Based on Verisign's response here and here (in the comments), they have prevented future attacks, but seem to find the undermining of their PKI for the next several years an acceptable risk versus revoking thousands of certificates at great expense. However, Tim did mention that if they can find a unique characteristic of the bad certs, that would help, here's my attempt.
- The Netscape Comment Block won't conform to the ASN.1 IA5String type. From the paper:
These two problems together ask for a place in the rogue CA certificate to hide 427 bytes of data in, some of which are random looking, and some of which have an interpretation that should not be shown in certificate viewers. The solution we adopted is to define a so called "Netscape Comment" block. This is a proprietary extension in which any data can be stored, which will be ignored by most certificate processing applications, including the major browsers. There is a small problem here in that formally the contents of this field must be of type IA5String, and our content is not of that form. An ASN.1 parser that strictly follows the standard will complain about this, as happens e.g. with Peter Gutmann's program "dumpasn1". But as most application software ignores the extension anyway, the certificate with this standard violating field in it will still be accepted in practice. It is conceivable that the 427 bytes could have been hidden in a different extension field (there is even an X.509 certificate with a movie hidden inside).

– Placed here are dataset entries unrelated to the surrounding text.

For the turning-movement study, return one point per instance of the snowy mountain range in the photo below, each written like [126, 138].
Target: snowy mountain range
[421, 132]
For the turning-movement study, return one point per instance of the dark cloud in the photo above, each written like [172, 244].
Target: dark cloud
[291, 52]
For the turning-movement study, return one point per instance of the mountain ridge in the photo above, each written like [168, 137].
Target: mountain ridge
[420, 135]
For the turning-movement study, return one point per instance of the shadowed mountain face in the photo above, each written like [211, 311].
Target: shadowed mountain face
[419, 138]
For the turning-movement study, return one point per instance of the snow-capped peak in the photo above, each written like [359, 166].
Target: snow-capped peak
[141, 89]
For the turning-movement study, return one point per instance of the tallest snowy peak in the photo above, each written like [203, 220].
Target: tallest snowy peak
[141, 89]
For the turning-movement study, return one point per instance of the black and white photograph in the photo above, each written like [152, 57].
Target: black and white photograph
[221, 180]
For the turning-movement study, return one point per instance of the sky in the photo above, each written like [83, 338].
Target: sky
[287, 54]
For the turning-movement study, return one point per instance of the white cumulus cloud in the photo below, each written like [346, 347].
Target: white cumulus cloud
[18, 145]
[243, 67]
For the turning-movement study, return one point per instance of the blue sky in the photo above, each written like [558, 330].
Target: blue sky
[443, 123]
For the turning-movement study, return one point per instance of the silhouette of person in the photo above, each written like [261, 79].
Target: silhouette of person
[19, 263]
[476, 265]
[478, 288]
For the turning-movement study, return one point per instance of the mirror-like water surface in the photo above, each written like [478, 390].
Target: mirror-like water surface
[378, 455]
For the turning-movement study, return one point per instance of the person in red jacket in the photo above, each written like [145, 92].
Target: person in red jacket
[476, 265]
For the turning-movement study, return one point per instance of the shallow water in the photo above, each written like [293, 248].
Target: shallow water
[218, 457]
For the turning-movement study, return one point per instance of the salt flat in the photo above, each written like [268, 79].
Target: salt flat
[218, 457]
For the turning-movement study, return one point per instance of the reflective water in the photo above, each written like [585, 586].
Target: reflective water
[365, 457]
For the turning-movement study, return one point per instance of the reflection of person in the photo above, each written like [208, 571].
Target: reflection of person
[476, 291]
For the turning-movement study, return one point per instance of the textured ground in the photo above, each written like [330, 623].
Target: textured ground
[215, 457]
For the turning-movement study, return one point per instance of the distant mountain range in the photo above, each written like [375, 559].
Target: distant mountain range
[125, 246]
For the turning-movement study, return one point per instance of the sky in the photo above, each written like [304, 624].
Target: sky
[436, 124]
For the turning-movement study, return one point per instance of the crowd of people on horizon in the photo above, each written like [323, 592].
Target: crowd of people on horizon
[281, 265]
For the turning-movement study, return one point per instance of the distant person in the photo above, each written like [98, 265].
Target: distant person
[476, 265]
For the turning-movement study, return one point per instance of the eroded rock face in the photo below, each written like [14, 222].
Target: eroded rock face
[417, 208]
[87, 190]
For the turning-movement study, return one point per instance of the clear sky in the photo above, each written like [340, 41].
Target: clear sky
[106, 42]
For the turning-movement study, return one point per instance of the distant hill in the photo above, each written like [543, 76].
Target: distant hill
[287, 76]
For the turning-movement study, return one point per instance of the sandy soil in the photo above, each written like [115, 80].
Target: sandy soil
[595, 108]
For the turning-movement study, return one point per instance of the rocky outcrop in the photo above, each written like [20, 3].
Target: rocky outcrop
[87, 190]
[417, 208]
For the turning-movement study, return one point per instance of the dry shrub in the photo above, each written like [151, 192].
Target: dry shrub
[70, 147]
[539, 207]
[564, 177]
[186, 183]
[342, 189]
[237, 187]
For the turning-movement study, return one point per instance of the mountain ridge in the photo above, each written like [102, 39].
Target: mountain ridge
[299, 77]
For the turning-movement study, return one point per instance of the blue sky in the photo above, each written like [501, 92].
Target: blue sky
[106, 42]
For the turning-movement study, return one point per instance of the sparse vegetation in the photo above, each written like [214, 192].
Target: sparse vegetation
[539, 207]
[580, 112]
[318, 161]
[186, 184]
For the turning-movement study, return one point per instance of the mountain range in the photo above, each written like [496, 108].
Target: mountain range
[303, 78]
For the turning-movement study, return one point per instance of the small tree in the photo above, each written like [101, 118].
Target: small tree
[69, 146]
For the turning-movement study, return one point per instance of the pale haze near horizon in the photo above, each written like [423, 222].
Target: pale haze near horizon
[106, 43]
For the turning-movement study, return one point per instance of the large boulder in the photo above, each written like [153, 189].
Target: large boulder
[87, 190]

This won't work if an end-use cert, such as a website cert is generated instead of a CA cert, as in the former's case the 'tumour' can be hidden in the public key block.
- The signing certificate of the rogue CA will be the wrong one for an intermediary CA, if the CA has set their PKI up properly:
My reasoning for this, is that if you have (for example) a three tier PKI. With an off-line root CA, and intermediary issuing CA, and end-point signing CAs; then any intermediary CA certs issued should be signed by the middle point in the tier and not the end-point. Once again, this won't work if the rogue cert is a an end-use cert instead of an intermediary CA cert, but this reduces the scope of the attack significantly, as a weekend of burning through 200 Playstation cores will only break one site, instead of allowing a transparent mitm.
- The CA that signed a certificate uses the MD5 hashing algorithm:
By itself this does not indicate a problem, but combined with the other two factors above, if false, it would allow the cert to be excluded as untrusted.
If these and other factors can be discovered, certificate validation routines can be updated to proactive detect rogue certs based on the current attack (Firefox add-on anyone?). I'm not sure how modifications to the attack will affect these. For example, if MD5 collision attacks become advanced enough to generate collision blocks that are ASN.1 valid, it would be excluded, although it feels like a a significantly big hurdle for it to remain effective.